Suggested Bibliographic Reference: Challenging New Frontiers in the Global Seafood Sector: Proceedings of the Eighteenth Biennial Conference of the International Institute of Fisheries Economics and Trade, July 11-15, 2016. Compiled by Stefani J. Evers and Ann L. Shriver. International Institute of Fisheries Economics and Trade (IIFET), Corvallis, 2016.
Proceedings of the Eighteenth Biennial Conference of the International Institute of Fisheries Economics and Trade, held July 11-15, 2016 at Aberdeen Exhibition and Conference Center (AECC), Aberdeen, Scotland, UK.

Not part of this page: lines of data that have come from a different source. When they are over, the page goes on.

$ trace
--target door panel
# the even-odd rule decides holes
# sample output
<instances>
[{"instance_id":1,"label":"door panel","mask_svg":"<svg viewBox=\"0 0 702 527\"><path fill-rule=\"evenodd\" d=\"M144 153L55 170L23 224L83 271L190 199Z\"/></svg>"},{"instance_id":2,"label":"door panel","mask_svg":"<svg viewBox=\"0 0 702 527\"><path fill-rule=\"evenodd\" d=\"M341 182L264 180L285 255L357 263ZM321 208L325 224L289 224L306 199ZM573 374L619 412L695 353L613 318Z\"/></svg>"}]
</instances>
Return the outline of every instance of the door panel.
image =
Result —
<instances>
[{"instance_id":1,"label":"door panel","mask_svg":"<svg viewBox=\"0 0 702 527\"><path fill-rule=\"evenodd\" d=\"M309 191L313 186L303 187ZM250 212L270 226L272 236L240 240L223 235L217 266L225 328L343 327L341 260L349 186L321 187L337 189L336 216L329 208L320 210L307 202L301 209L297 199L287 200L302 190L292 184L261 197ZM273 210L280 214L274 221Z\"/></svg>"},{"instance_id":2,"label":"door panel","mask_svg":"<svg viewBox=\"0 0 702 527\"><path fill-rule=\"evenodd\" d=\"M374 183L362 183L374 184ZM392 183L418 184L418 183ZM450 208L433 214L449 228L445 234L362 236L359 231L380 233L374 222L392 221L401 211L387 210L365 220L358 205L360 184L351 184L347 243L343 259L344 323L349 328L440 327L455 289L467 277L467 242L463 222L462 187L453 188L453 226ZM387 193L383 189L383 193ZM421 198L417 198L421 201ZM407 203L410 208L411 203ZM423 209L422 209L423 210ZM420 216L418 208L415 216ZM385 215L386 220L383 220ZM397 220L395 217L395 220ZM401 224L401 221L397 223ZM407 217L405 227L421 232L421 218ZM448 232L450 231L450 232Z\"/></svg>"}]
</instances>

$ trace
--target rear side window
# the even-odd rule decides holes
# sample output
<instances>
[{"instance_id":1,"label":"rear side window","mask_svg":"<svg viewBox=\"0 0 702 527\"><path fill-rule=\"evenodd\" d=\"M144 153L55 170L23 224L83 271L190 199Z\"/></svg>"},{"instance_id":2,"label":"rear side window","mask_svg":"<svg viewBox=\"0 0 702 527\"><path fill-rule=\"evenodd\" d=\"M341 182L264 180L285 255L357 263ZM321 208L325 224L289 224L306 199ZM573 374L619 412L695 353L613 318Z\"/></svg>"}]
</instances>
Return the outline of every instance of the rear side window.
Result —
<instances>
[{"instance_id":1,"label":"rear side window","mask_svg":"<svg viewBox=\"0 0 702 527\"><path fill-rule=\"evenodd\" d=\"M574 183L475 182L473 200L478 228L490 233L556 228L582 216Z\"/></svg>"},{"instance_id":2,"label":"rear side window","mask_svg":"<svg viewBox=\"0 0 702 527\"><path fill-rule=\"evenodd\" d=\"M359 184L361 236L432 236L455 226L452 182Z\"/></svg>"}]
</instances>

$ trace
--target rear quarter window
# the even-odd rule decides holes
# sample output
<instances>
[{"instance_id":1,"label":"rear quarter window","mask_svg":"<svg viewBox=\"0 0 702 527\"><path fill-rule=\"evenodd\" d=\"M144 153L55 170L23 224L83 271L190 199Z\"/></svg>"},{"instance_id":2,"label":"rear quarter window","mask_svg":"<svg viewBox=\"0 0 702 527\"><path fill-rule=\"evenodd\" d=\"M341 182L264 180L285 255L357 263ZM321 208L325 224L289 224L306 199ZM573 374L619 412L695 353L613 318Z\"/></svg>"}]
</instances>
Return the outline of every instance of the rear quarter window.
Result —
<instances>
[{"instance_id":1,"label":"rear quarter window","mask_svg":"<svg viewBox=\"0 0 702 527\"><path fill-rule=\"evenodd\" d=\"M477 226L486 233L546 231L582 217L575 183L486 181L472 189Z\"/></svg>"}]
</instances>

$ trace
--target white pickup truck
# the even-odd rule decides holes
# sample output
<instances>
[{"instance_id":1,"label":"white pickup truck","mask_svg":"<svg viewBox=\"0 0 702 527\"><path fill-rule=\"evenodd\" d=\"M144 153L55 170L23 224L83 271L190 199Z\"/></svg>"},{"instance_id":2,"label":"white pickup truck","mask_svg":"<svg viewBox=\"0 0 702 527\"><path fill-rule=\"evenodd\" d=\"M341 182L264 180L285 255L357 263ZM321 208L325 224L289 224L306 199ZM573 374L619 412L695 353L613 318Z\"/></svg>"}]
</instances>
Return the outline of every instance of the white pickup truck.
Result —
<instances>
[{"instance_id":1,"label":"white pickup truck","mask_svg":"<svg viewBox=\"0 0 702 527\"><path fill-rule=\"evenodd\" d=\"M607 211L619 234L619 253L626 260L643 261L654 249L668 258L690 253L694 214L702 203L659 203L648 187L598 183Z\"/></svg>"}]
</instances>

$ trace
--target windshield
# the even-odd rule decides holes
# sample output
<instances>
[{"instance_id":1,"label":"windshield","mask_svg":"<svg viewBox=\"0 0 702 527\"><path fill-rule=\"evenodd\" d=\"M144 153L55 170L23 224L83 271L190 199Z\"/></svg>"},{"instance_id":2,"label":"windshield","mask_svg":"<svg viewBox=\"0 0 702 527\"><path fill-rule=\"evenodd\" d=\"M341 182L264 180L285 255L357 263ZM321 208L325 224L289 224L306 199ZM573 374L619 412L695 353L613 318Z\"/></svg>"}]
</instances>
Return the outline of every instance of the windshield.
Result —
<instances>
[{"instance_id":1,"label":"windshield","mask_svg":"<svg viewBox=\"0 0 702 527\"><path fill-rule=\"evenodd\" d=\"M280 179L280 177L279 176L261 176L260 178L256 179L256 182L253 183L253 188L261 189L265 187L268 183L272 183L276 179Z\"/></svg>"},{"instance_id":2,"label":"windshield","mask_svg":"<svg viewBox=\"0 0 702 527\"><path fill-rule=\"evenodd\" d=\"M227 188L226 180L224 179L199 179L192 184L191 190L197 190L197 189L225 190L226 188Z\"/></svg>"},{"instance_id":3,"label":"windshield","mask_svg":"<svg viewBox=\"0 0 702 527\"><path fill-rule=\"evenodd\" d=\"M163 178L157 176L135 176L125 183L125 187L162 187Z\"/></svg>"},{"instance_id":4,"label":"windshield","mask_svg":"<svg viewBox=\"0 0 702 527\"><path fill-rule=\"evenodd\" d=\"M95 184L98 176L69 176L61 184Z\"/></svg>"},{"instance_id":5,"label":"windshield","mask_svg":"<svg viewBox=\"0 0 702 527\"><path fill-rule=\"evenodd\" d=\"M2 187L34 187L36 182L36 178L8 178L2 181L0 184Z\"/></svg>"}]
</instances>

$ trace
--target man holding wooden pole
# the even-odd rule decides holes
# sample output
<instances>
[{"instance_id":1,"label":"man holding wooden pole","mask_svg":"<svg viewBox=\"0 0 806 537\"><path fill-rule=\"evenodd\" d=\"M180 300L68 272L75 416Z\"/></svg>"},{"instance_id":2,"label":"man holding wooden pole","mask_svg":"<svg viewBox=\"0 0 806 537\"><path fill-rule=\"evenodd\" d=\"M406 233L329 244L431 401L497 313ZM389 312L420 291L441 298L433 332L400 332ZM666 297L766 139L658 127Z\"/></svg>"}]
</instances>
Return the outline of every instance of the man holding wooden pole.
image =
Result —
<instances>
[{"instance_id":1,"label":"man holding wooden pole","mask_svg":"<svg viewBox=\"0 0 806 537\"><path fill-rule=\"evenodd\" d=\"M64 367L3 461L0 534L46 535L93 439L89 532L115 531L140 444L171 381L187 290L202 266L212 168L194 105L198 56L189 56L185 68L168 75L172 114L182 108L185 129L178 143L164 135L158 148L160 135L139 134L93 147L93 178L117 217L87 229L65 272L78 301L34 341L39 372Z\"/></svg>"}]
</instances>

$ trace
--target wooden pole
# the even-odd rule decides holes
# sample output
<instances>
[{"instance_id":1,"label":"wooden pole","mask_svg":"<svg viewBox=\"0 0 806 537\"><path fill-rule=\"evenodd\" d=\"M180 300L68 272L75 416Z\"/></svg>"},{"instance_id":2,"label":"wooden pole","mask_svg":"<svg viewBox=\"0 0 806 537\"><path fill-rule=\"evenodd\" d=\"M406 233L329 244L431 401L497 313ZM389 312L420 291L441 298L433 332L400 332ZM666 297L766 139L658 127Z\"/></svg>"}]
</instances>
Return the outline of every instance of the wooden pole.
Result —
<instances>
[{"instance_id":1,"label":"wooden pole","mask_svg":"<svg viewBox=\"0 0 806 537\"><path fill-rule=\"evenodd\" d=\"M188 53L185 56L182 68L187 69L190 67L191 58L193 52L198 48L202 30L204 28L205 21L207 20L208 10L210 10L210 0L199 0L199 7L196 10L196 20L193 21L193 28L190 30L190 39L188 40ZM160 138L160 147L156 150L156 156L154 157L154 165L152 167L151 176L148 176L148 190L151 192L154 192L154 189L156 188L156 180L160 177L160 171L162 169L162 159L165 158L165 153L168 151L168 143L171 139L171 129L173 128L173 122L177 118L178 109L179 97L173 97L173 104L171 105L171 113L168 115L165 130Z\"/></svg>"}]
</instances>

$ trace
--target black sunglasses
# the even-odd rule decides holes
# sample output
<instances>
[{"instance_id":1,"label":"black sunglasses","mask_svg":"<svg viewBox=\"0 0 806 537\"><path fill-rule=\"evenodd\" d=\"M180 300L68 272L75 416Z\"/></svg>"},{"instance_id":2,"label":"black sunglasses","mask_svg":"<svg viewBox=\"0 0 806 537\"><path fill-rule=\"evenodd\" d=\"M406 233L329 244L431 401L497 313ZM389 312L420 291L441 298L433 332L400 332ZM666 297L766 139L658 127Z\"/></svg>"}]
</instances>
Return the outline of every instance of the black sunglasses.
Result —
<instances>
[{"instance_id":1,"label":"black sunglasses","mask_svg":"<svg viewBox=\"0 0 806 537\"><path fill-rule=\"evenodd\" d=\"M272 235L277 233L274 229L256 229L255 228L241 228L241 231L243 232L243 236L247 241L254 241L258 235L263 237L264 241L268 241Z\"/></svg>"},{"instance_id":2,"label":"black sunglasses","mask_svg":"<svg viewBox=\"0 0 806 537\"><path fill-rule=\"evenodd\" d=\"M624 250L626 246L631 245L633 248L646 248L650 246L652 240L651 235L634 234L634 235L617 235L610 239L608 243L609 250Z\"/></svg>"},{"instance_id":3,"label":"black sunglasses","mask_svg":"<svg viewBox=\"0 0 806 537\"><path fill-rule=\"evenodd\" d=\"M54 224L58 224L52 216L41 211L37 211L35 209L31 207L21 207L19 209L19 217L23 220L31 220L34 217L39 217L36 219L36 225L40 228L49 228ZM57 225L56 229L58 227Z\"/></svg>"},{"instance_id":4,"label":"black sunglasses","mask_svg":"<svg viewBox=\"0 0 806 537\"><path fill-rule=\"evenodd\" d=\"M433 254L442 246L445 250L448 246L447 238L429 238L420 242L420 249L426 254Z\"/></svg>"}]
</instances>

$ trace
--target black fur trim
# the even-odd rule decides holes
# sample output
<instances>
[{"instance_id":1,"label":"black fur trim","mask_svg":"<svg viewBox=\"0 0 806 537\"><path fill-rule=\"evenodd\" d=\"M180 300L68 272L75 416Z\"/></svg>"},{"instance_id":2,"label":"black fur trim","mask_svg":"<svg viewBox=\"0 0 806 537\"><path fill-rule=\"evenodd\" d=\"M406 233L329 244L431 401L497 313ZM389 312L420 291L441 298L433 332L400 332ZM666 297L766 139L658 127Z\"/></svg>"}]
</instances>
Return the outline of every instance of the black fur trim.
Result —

Each year, over 20,000 metric tons of tuna are supplied to the Japanese market, of which 40% are caught by domestic vessels. Although the Japanese tuna market is large, little is known about the supply chain and the Japanese tuna fisheries’ behaviors. In this study, we investigate how Bluefin tuna are caught in Japanese EEZs and brought to consumers. To do this, we use the reported landings data, central wholesale market data, and conduct interviews. To represent the qualitative information gathered via the interviews and to complement the quantitative analysis, we develop a model of migrating fish stocks with multiple fishing entities. We identify that Bluefin tunas are caught mainly by pole-and-line, purse-seine, set-net, and long-line fishermen in 22 prefectures at 36 ports. Region and gear-based fishing cooperative associations manage fishing activities, and each group differs in its management goals and strategies. In recent years, this has led to conflicts among Bluefin tuna fishermen who target tunas that spawn in the Sea of Japan. Though the formal scientific evidence is incomplete, some groups of fishermen blame the decline in their catch on the purse-seiners for catching too many young tunas, hence causing a decline in domestic tuna stocks. The nature of the problem stems from a lack of consensus among fishermen on the science related to tuna stock management. Furthermore, our preliminary findings indicate that an introduction of Bluefin tuna aquaculture creates a market for live infant Bluefin, which reshapes domestic Bluefin tuna fisheries and their markets.